If you’ve been watching the mortgage market lately, you’ve probably noticed rates are finally starting to come down. This week, the 30-year fixed-rate mortgage hit 6.49%, the lowest it’s been in almost a year. The 15-year fixed is also down, averaging around 5.6%.
That’s good news, right? Well… sort of.
I’ve been in real estate for over a decade, and I’ve seen how rate drops can spark interest. But interest doesn’t always mean action. Even with rates dipping, mortgage applications have actually gone down for three straight weeks. That tells me buyers are still hesitant, and I get it.
Home prices are still high, and affordability is a real issue. A lower rate helps, but it’s not always enough to make the numbers work. Especially here in Texas, where folks are practical and don’t like to stretch themselves too thin.

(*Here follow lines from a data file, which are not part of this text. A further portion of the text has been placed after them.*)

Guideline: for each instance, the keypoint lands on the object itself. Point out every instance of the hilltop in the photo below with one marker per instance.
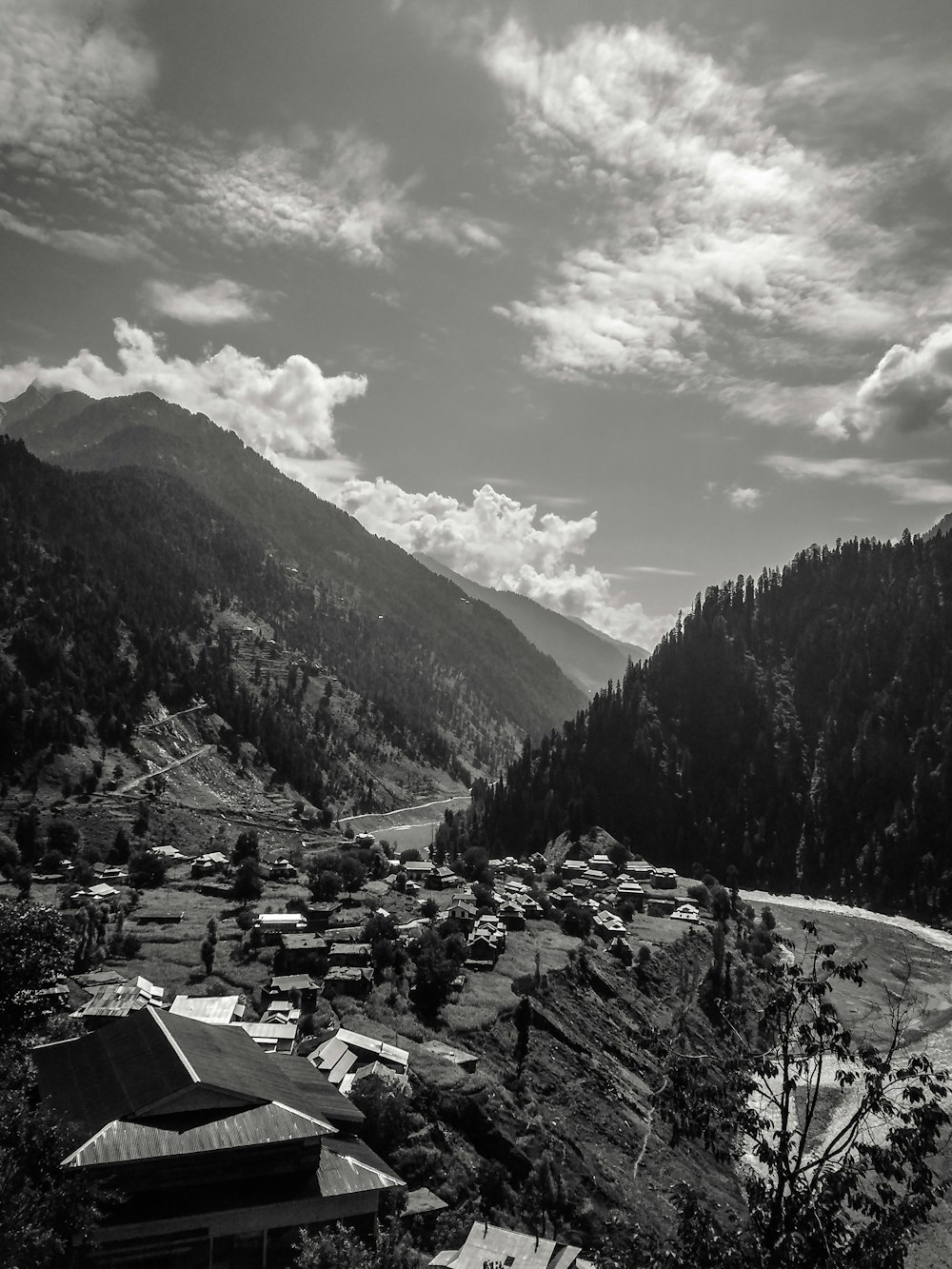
(585, 655)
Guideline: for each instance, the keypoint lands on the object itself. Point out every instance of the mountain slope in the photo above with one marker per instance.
(798, 728)
(399, 635)
(583, 654)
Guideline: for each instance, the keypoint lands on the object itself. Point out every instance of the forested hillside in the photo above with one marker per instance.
(798, 730)
(110, 586)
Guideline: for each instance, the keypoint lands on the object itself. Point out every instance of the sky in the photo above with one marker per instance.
(604, 302)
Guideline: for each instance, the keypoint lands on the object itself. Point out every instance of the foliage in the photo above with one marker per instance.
(247, 884)
(792, 731)
(851, 1193)
(148, 871)
(437, 962)
(42, 1206)
(338, 1248)
(36, 945)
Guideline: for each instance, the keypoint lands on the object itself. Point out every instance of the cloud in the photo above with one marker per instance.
(910, 389)
(744, 499)
(206, 305)
(105, 248)
(281, 410)
(704, 237)
(286, 412)
(902, 481)
(499, 542)
(75, 84)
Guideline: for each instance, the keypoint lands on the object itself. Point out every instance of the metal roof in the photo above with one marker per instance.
(208, 1009)
(136, 1141)
(349, 1166)
(518, 1250)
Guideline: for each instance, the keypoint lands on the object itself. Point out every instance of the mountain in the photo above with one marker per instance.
(457, 683)
(798, 730)
(583, 654)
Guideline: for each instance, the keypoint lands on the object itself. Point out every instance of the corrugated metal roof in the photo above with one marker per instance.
(135, 1141)
(208, 1009)
(349, 1166)
(520, 1250)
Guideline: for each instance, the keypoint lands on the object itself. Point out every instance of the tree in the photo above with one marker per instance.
(247, 846)
(326, 886)
(849, 1195)
(247, 883)
(522, 1018)
(147, 869)
(44, 1206)
(36, 945)
(352, 873)
(436, 971)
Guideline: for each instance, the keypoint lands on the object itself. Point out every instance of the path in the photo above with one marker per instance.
(198, 753)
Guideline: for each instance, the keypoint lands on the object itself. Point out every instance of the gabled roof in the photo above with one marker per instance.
(489, 1242)
(151, 1065)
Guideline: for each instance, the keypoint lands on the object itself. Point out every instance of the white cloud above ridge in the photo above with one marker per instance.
(208, 304)
(700, 218)
(902, 480)
(499, 542)
(744, 499)
(910, 389)
(71, 113)
(285, 408)
(286, 412)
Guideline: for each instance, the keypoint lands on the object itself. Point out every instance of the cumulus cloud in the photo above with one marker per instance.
(904, 481)
(286, 412)
(105, 248)
(910, 389)
(744, 499)
(286, 408)
(75, 80)
(701, 224)
(205, 305)
(499, 542)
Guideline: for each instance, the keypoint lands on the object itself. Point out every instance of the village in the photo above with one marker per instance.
(301, 1032)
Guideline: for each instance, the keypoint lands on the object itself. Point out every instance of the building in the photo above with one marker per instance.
(112, 1001)
(221, 1151)
(489, 1244)
(349, 1055)
(219, 1010)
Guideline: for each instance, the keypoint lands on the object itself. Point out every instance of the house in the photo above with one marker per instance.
(209, 864)
(272, 1036)
(460, 1058)
(442, 879)
(608, 926)
(217, 1010)
(297, 987)
(489, 1244)
(112, 1001)
(349, 1055)
(272, 925)
(512, 917)
(661, 906)
(602, 863)
(219, 1150)
(482, 952)
(300, 952)
(348, 981)
(319, 915)
(358, 955)
(464, 911)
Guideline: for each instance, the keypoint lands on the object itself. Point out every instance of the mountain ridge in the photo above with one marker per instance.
(586, 656)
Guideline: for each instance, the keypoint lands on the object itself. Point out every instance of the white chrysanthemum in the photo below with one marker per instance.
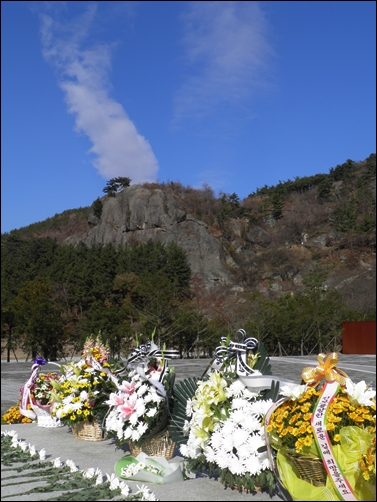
(236, 389)
(147, 398)
(360, 392)
(135, 435)
(124, 488)
(189, 408)
(142, 428)
(71, 465)
(88, 473)
(139, 408)
(83, 395)
(57, 462)
(68, 399)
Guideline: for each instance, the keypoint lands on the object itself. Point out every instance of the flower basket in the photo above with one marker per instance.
(88, 432)
(322, 436)
(310, 469)
(217, 420)
(44, 418)
(159, 446)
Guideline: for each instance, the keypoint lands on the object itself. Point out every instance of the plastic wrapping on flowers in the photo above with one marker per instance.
(346, 445)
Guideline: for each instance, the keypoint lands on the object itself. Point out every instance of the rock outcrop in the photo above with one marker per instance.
(138, 214)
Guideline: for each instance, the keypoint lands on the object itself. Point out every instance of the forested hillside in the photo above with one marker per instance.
(298, 259)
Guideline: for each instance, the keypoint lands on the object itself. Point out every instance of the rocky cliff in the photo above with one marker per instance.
(138, 214)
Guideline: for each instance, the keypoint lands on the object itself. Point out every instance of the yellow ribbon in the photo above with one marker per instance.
(325, 369)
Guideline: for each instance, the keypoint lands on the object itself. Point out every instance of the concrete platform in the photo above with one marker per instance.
(59, 442)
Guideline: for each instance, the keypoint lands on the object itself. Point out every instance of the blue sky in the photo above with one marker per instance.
(237, 95)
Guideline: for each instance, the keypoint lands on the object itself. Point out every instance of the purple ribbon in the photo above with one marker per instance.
(40, 361)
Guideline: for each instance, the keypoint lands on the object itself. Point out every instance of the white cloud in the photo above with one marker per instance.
(83, 76)
(227, 47)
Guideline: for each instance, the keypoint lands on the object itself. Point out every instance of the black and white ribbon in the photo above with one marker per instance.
(237, 352)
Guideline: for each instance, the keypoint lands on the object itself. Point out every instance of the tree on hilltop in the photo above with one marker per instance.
(115, 185)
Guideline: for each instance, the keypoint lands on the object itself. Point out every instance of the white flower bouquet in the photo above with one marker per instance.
(139, 409)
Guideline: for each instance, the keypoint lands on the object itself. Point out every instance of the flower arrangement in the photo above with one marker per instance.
(40, 391)
(139, 407)
(13, 416)
(345, 444)
(224, 424)
(80, 394)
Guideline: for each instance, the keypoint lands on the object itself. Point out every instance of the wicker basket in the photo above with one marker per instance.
(88, 432)
(160, 445)
(310, 469)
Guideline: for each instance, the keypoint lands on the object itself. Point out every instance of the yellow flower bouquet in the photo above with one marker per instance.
(80, 395)
(324, 436)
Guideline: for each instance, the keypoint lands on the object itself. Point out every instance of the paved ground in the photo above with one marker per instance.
(60, 442)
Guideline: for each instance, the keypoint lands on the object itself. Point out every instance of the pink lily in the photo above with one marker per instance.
(127, 388)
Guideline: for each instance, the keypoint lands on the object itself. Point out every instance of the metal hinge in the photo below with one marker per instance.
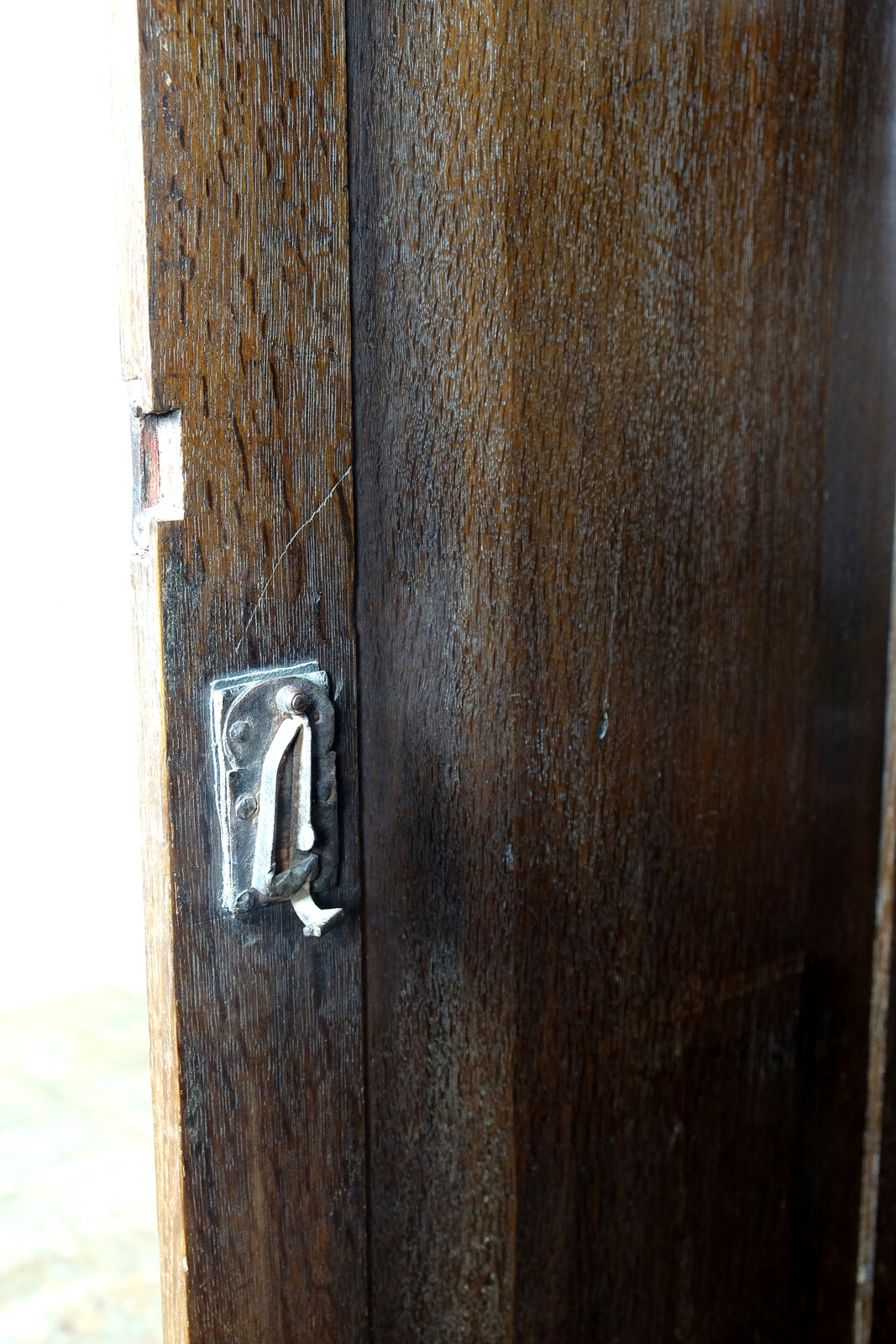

There’s also a lot of uncertainty in the economy. People are waiting to see what the Fed does next, hoping for a bigger drop in rates. But long-term mortgage rates don’t move just because the Fed tweaks short-term interest. They’re tied to bigger things, inflation, the bond market, and how confident investors feel about the future.
So what should buyers do?
Here’s my advice: don’t make a decision based on what you hope rates will be later. If you’re thinking about buying, run the numbers based on today’s rates. If it fits your budget and makes sense for your family, go for it. If rates drop later, great, you can always refinance. But don’t build your whole plan around a “maybe.”
I’ve helped a lot of families buy homes over the years, and the ones who do best are the ones who plan for what’s real, not what’s possible. The market’s always changing, but the fundamentals stay the same: know your budget, understand your options, and make a move when the time is right for you.